IT HAS BEEN more than a decade since NATO published a new Strategic Concept, its high-level mission statement. For the first time, the one adopted at its Madrid Summit on June 29-30 mentions China as a competitor and challenger.
The NATO document still identifies Russia as the alliance’s most significant and direct threat but says that China’s ambitions and coercive policies challenge its ‘interests, security and values’.
[China] employs a broad range of political, economic and military tools to increase its global footprint and project power, while remaining opaque about its strategy, intentions and military build-up. The PRC’s malicious hybrid and cyber operations and its confrontational rhetoric and disinformation target Allies and harm Alliance security. The PRC seeks to control key technological and industrial sectors, critical infrastructure, and strategic materials and supply chains. It uses its economic leverage to create strategic dependencies and enhance its influence. It strives to subvert the rules-based international order, including in the space, cyber and maritime domains. The deepening strategic partnership between the People’s Republic of China and the Russian Federation and their mutually reinforcing attempts to undercut the rules-based international order run counter to our values and interests.

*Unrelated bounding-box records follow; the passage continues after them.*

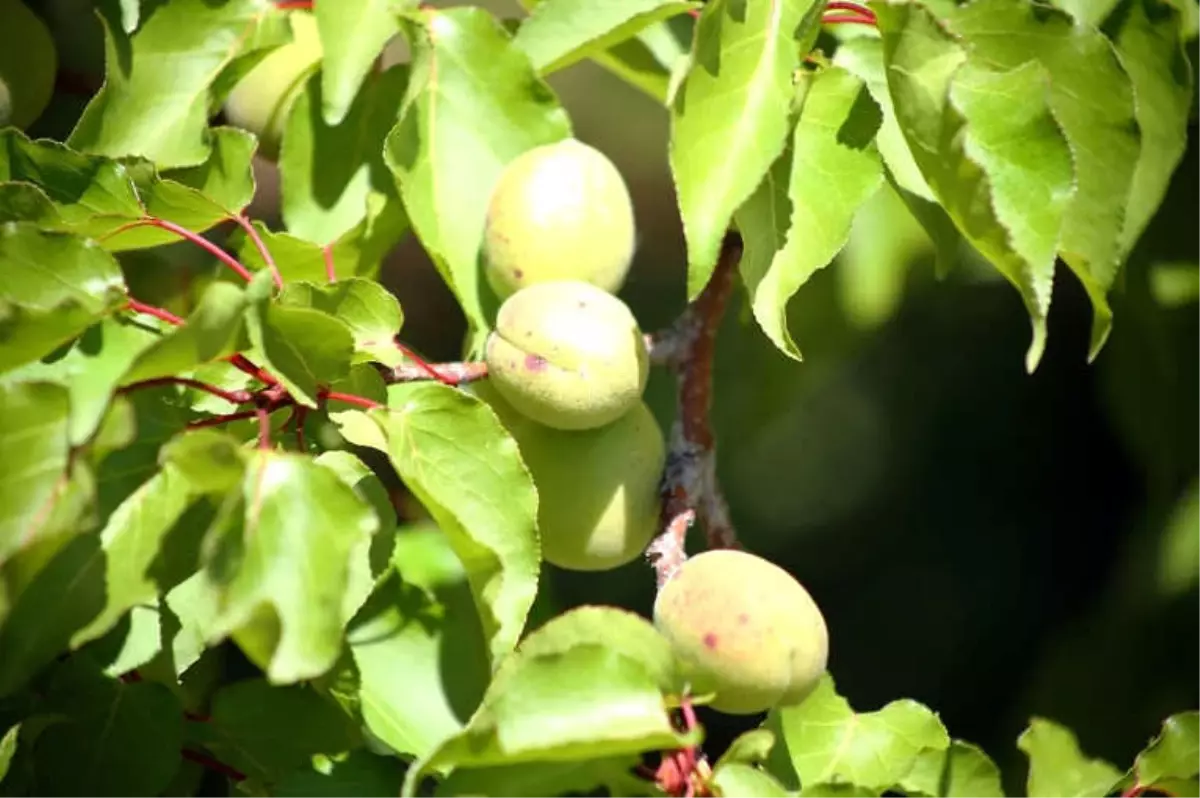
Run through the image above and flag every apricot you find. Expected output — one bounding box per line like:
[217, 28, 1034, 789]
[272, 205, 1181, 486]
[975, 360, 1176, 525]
[654, 548, 829, 715]
[485, 281, 649, 430]
[0, 0, 59, 128]
[484, 139, 637, 300]
[475, 385, 666, 571]
[224, 12, 323, 158]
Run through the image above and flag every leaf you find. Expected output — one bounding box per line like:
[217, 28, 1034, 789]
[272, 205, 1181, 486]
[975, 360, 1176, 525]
[1105, 0, 1194, 253]
[900, 740, 1004, 798]
[0, 535, 104, 697]
[67, 0, 282, 168]
[384, 7, 571, 343]
[931, 0, 1144, 359]
[512, 0, 700, 74]
[0, 222, 125, 373]
[402, 608, 692, 797]
[121, 282, 246, 384]
[772, 674, 950, 790]
[736, 67, 882, 360]
[1134, 712, 1200, 785]
[204, 450, 378, 683]
[34, 662, 184, 798]
[280, 66, 408, 245]
[0, 383, 71, 564]
[880, 0, 1073, 371]
[347, 528, 491, 757]
[1016, 718, 1122, 798]
[204, 679, 359, 782]
[314, 0, 416, 124]
[332, 383, 540, 666]
[280, 277, 404, 365]
[246, 272, 354, 407]
[670, 0, 824, 299]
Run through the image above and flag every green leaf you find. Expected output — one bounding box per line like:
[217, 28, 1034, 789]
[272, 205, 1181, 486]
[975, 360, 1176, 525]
[385, 7, 571, 343]
[878, 0, 1073, 371]
[334, 383, 540, 665]
[280, 66, 408, 245]
[122, 282, 246, 384]
[931, 0, 1137, 359]
[772, 674, 950, 790]
[736, 67, 882, 360]
[900, 740, 1004, 798]
[713, 762, 788, 798]
[280, 277, 404, 365]
[314, 0, 416, 126]
[0, 383, 71, 564]
[347, 528, 491, 757]
[671, 0, 824, 299]
[0, 222, 125, 373]
[512, 0, 700, 74]
[246, 274, 354, 407]
[1134, 712, 1200, 785]
[403, 607, 696, 797]
[204, 450, 378, 683]
[271, 748, 404, 798]
[1105, 0, 1194, 253]
[1016, 718, 1123, 798]
[67, 0, 280, 168]
[34, 661, 184, 798]
[0, 535, 104, 697]
[203, 679, 360, 782]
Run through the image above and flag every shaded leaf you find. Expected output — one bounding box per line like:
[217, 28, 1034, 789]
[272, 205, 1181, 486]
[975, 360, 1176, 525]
[67, 0, 282, 168]
[335, 383, 540, 665]
[736, 67, 882, 360]
[385, 7, 571, 343]
[314, 0, 416, 124]
[512, 0, 700, 74]
[772, 674, 950, 790]
[1016, 718, 1123, 798]
[671, 0, 824, 299]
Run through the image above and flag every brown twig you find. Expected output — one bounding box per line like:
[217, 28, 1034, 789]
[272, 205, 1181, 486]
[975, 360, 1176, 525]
[646, 233, 742, 587]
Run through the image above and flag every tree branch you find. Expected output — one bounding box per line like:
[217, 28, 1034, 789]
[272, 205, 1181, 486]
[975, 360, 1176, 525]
[646, 233, 742, 587]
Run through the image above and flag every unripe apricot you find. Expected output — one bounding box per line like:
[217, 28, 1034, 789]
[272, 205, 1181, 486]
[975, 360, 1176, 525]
[0, 0, 58, 128]
[475, 385, 666, 571]
[224, 12, 323, 158]
[654, 548, 829, 715]
[484, 139, 636, 299]
[485, 281, 649, 430]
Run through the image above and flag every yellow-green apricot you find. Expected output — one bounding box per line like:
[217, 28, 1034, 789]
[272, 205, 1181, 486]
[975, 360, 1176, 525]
[224, 11, 323, 158]
[485, 280, 649, 430]
[484, 139, 637, 299]
[0, 0, 59, 128]
[654, 548, 829, 715]
[475, 383, 666, 571]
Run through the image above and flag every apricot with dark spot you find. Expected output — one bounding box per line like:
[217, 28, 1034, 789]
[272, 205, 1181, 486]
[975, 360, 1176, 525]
[654, 548, 829, 715]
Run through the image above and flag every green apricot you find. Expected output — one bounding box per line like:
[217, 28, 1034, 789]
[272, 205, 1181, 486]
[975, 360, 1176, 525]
[475, 384, 666, 571]
[654, 548, 829, 715]
[485, 280, 649, 430]
[224, 11, 323, 158]
[484, 139, 637, 299]
[0, 0, 59, 128]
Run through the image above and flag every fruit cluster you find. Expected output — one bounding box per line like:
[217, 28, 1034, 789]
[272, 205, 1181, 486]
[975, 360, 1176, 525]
[476, 139, 829, 714]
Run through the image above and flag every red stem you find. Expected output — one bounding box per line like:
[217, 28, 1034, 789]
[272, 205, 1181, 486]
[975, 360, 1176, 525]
[180, 748, 246, 781]
[232, 214, 283, 288]
[119, 377, 254, 404]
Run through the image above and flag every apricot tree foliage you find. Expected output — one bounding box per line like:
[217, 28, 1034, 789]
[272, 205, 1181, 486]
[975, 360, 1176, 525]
[0, 0, 1200, 798]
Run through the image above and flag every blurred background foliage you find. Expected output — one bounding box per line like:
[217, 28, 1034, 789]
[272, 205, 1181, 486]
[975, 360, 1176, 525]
[21, 0, 1200, 785]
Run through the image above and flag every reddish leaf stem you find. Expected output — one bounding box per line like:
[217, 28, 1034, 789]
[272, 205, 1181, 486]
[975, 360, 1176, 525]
[646, 233, 742, 587]
[181, 748, 246, 781]
[119, 377, 254, 404]
[232, 214, 283, 288]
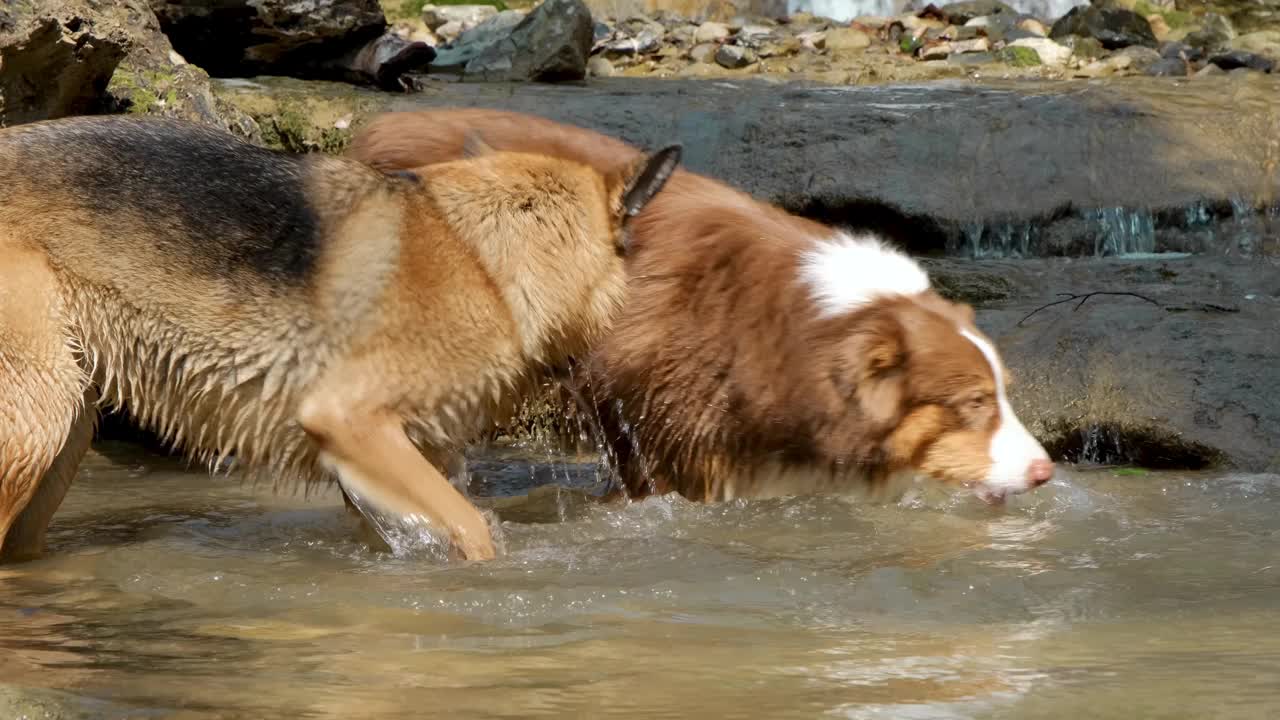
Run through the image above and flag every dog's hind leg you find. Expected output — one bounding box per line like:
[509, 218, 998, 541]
[298, 383, 494, 560]
[0, 242, 92, 561]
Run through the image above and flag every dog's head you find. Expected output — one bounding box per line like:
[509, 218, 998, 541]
[801, 236, 1053, 501]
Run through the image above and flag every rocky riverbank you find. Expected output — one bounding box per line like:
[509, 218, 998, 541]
[0, 0, 1280, 469]
[381, 0, 1280, 85]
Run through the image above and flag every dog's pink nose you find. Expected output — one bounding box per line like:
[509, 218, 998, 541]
[1027, 460, 1053, 488]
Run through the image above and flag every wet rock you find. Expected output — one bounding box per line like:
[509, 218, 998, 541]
[586, 55, 616, 77]
[823, 27, 872, 53]
[694, 22, 730, 42]
[1146, 14, 1170, 42]
[1208, 50, 1275, 73]
[0, 1, 128, 127]
[335, 32, 435, 90]
[689, 42, 719, 63]
[1073, 54, 1133, 78]
[1057, 35, 1107, 60]
[716, 45, 758, 69]
[1016, 18, 1048, 37]
[1160, 42, 1204, 63]
[733, 26, 774, 50]
[938, 0, 1018, 26]
[1183, 13, 1235, 51]
[593, 28, 662, 58]
[1116, 45, 1161, 73]
[151, 0, 387, 79]
[422, 5, 498, 32]
[1147, 58, 1190, 77]
[462, 0, 594, 82]
[996, 45, 1043, 68]
[1230, 29, 1280, 63]
[430, 10, 525, 73]
[1050, 5, 1157, 50]
[1009, 37, 1071, 67]
[796, 32, 827, 53]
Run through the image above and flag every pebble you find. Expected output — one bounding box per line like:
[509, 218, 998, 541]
[694, 22, 730, 42]
[716, 45, 756, 70]
[1009, 37, 1071, 68]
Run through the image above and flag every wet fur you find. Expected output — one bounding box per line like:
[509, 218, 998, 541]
[0, 118, 678, 559]
[349, 109, 1049, 500]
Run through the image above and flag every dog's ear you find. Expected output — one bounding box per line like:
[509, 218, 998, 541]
[614, 143, 684, 222]
[462, 129, 493, 158]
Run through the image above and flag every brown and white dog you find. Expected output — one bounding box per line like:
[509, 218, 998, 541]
[349, 109, 1053, 502]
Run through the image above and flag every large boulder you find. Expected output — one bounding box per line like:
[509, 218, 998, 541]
[1048, 5, 1158, 50]
[0, 0, 129, 126]
[462, 0, 595, 82]
[151, 0, 435, 87]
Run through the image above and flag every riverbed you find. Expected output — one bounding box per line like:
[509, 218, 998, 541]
[0, 443, 1280, 719]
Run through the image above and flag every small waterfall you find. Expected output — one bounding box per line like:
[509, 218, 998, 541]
[786, 0, 1087, 23]
[1089, 208, 1156, 256]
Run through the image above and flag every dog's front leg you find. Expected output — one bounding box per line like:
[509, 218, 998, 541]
[298, 396, 494, 560]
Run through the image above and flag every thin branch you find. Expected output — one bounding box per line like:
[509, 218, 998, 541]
[1018, 290, 1160, 325]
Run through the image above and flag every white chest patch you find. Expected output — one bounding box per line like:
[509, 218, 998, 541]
[800, 232, 929, 318]
[960, 329, 1048, 492]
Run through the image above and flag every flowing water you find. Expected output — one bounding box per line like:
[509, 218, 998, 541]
[0, 446, 1280, 719]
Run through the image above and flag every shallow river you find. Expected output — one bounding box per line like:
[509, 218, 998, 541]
[0, 446, 1280, 719]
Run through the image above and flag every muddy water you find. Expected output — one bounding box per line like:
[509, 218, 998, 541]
[0, 447, 1280, 719]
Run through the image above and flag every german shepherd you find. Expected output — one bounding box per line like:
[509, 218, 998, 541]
[0, 117, 680, 561]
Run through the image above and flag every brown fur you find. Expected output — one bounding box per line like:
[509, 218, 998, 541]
[349, 109, 1049, 500]
[0, 118, 678, 560]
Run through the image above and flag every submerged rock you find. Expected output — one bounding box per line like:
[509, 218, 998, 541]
[0, 0, 129, 126]
[716, 45, 759, 69]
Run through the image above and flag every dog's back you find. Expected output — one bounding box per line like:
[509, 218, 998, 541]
[351, 109, 1052, 500]
[0, 117, 678, 556]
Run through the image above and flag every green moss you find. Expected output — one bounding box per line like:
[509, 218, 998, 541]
[996, 46, 1041, 68]
[252, 100, 351, 155]
[1133, 0, 1194, 29]
[106, 65, 178, 115]
[383, 0, 507, 20]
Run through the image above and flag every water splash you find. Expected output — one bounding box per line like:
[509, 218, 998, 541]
[1087, 208, 1156, 258]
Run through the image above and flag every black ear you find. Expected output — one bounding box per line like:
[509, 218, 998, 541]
[622, 143, 684, 218]
[462, 131, 493, 158]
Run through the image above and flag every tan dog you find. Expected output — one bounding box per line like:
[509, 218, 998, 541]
[349, 109, 1053, 501]
[0, 117, 680, 560]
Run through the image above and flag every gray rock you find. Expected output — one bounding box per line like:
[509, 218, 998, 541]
[689, 42, 719, 63]
[430, 10, 525, 73]
[938, 0, 1018, 26]
[1208, 50, 1275, 73]
[694, 22, 730, 42]
[462, 0, 594, 82]
[1160, 41, 1204, 63]
[716, 45, 758, 69]
[1184, 13, 1235, 51]
[151, 0, 387, 79]
[1048, 5, 1157, 50]
[1147, 58, 1188, 77]
[586, 55, 616, 77]
[422, 5, 498, 32]
[1116, 45, 1161, 72]
[0, 0, 129, 126]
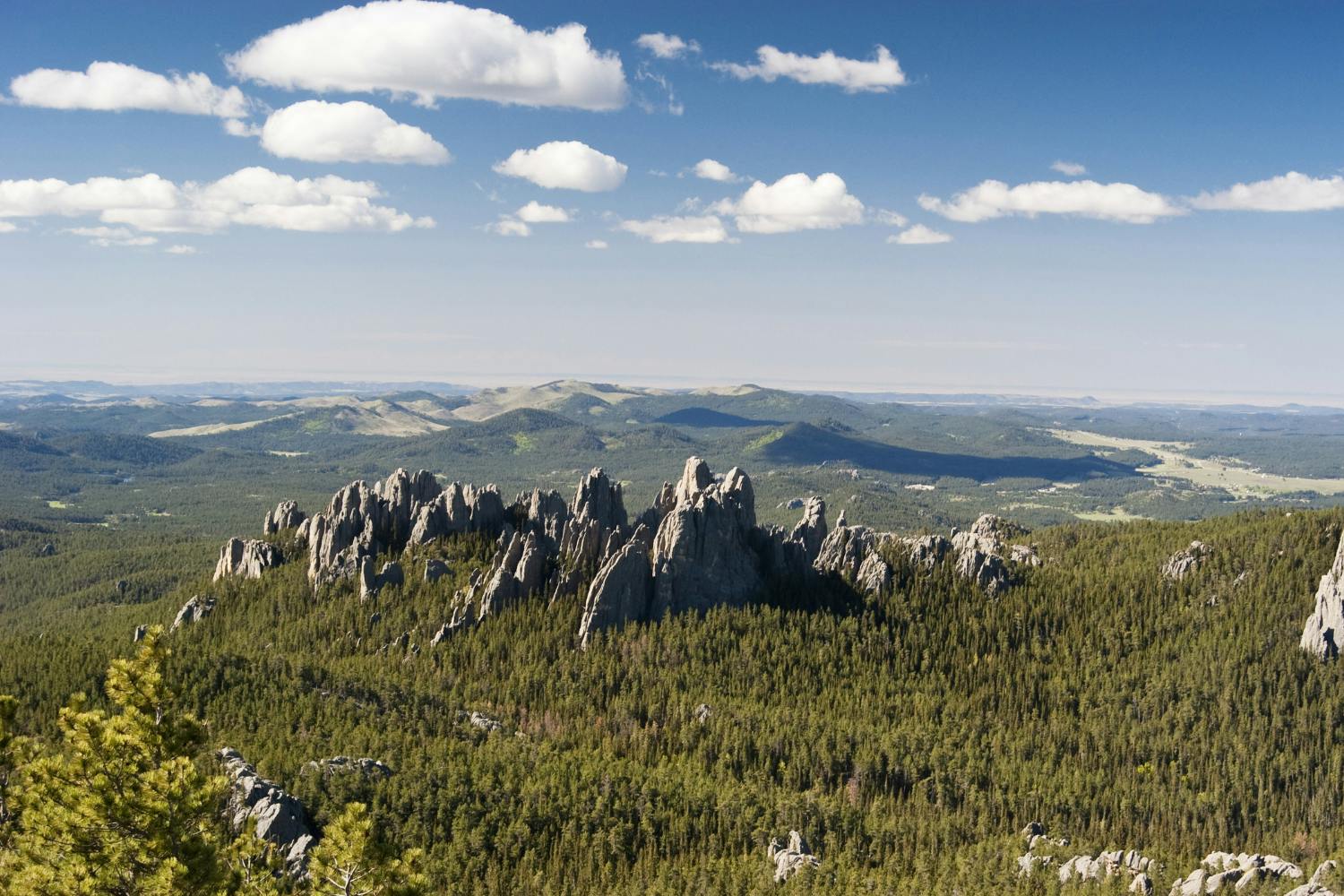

Beijing, through its Mission to the European Union, accused NATO of maliciously attacking and smearing China and repeated its criticism that NATO was part of the Cold War mentality of the United States and its Western allies.
NATO claims itself to be a defensive organization that upholds the rules-based international order, but it has bypassed the UN Security Council and waged wars against sovereign states, creating huge casualties and leaving tens of millions displaced.
NATO remains open to constructive engagement with Beijing, including building reciprocal transparency, but says it will protect itself against what it calls ‘coercive tactics and efforts to divide the Alliance’. Pointedly it says it will stand up for the rules-based international order, including freedom of navigation.
While NATO cites China as one of several threats, from terrorism to climate change, the unprecedented attendance at the Madrid summit of the leaders of Australia, Japan, New Zealand and South Korea, all US allies, indicates the intensity of its eastward glare and Brussels growing security alignment with Washington.
China’s global power projection, and thus its conventional military threat to Europe, is aspirational and distant, although Europe is in range of both Chinese nuclear weapons and cyberattacks. Beijing is focused militarily on Taiwan and its near abroad. However, NATO allies would be obliged to take action were that to draw the United States into military action that escalated into attacks on US territory.